NO-BAKE CHOCOLATE-RASPBERRY TART
1 cup rolled oats
1 cup raw almonds
Pinch of fine sea salt
6 medjool dates, pitted
2-3 tablespoons non-dairy milk
1/2 cup cacao powder
1/4 cup unrefined coconut oil
1/4 cup pure maple syrup
YOU'LL ALSO NEED
1 pint raspberries
Anya's (almost) raw chocolate, recipe follows
Line the bottom of an 8-9" tart pan with parchment paper and spray with oil; set aside. In a food processor fitted with the S blade, blend the oats, almonds, and salt into a super fine meal. Add the dates and blend just until combined. Add the non-dairy milk (two tablespoons first) and blend until the dough is crumbly but sticks together when pressed between your fingers. If it doesn't work after two tablespoons, add the third. I do not recommend adding a fourth or else you'll get a really tough dough. Once you've reached the desired consistency, press dough into the prepared tart pan and set aside (do not refrigerate just yet).
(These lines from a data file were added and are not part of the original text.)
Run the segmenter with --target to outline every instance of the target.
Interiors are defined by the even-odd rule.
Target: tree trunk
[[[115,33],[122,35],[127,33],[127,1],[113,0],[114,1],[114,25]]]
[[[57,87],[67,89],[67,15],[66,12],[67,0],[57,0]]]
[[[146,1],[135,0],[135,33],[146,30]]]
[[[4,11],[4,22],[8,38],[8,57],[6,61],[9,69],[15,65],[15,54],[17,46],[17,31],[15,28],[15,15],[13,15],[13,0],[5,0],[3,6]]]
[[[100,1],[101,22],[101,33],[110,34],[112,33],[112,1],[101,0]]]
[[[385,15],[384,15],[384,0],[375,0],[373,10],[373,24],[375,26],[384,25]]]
In a small bowl, stir together the cacao powder and one tablespoon of the coconut oil. Stir until all clumps are dissolved then stir in the maple syrup. Once combined, whisk in remaining coconut oil and pour directly into tart shell. Top with raspberries and Anya's homemade chocolate (recipe follows) then transfer to the refrigerator to set for at least an hour. Tart will keep refrigerated in an air tight container for up to one week, or in the freezer for up to six.
Yield: 10-12 slices
ANYA'S (ALMOST) RAW CHOCOLATE
Recipe adapted from Anya Kassoff's The Vibrant Table
1/2 cup shredded cacao butter
1 tablespoon pure maple syrup
1/4 cup cacao powder
2 tablespoons mesquite powder
1 tablespoon lucuma powder
Line a small loaf pan with parchment paper; set aside. In a double boiler over medium heat, melt the cacao butter until liquid then stir in the maple syrup and remove from heat. Sift in the cacao powder, mesquite powder, and lucuma powder and whisk until smooth. Pour into prepared mold and freeze until set.